The sectional motives for the Civil War were hype and disguised their true objective which was to retain the financial status quo which flourished by the enslavement of millions. These stated motives or talking points fooled many during the time of slavery, during the civil war, and during the time of reconstruction. Unfortunately, it is a meme that has colored the history of this country right up to the present day. It may have fooled history but it did not fool God. Thomas Jefferson was right when in referring to slavery he said “Indeed, I tremble for my country when I reflect that God is just and that His justice cannot sleep forever.” God is a patient but not an ever-patient God and in 1861 His patience ended.

We worship a loving God, but also a just God. God has often brought down His wrath on entire nations for their national sin. What makes God so angry that He, this ever patient God, finally brings down His wrath on a nation? In Amos 1:3-2:3 God lists six nations that He is angry with. These nations have been brutal towards Israel, engaged in slave-trading whole communities, pursuing old rivalries and betrayals and desecrating the dead.

Though they are Gentile nations and not under the Law, these nations were responsible to the Creator God for what they did. Their disregard for human life is an attack on God’s image in human beings. God is a God of justice and He would send His punishment on these nations.
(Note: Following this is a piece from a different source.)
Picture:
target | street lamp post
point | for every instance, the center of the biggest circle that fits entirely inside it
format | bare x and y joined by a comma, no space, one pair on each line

God’s anger was not only directed toward these unbelieving nations. After indicting these six nations He turns to the nations of Israel and Judah, who are under His law, with breaking that Law. The Law was a means of grace, an invitation to a relationship with their God. And in Exodus 24:3, the people committed themselves to follow: “All the words which the Lord has said, we will do.” But they didn’t. God would show His anger.

The Book of Amos starts with an indictment of the six Gentile nations and then Israel and Judah. God through Amos condemns the nation of Israel in Amos 2:6-9. God is angry with Israel for their social injustice (v.6-7); their sexual immorality (v.7) and their idolatry (v.8). Their blessing didn’t result in blessing others, instead it was a means of indulging themselves and treating people unjustly. After indicting all of these nations God then proceeds to pass judgment and a brutal judgment it is.
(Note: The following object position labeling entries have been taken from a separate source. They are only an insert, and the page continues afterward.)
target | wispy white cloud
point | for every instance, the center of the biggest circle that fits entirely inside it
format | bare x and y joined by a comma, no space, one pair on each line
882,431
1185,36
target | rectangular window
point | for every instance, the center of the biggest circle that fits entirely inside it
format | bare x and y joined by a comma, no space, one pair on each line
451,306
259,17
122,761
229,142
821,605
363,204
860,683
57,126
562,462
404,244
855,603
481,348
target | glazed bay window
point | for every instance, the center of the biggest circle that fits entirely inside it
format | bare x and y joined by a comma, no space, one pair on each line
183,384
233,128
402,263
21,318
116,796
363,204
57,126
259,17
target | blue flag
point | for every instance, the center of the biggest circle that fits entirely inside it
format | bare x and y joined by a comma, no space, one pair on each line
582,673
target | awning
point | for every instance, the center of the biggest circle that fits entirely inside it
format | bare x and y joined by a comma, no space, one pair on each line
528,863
God brings judgement, terrible judgement, on these eight nations due to their nation’s sins. What makes the United States as a country believe it is exempt from God’s judgement. Everyone knows of the brutality that enslavement brought to millions of African slaves. The physical anguish, the anguish it brought to families. It was a system of injustice that brought misery to millions of God’s creation. It was this exact injustice that God condemned the six Gentile nations, Israel and Judah for. Maybe it is time to view the American Civil War in light of the message Amos was inspired to deliver to all nations. Maybe we should throw out the spin that the Civil War was a war to free the slaves. But wait! It was a war to free the slaves, but it was a war that God brought on to meet out justice and free the slaves.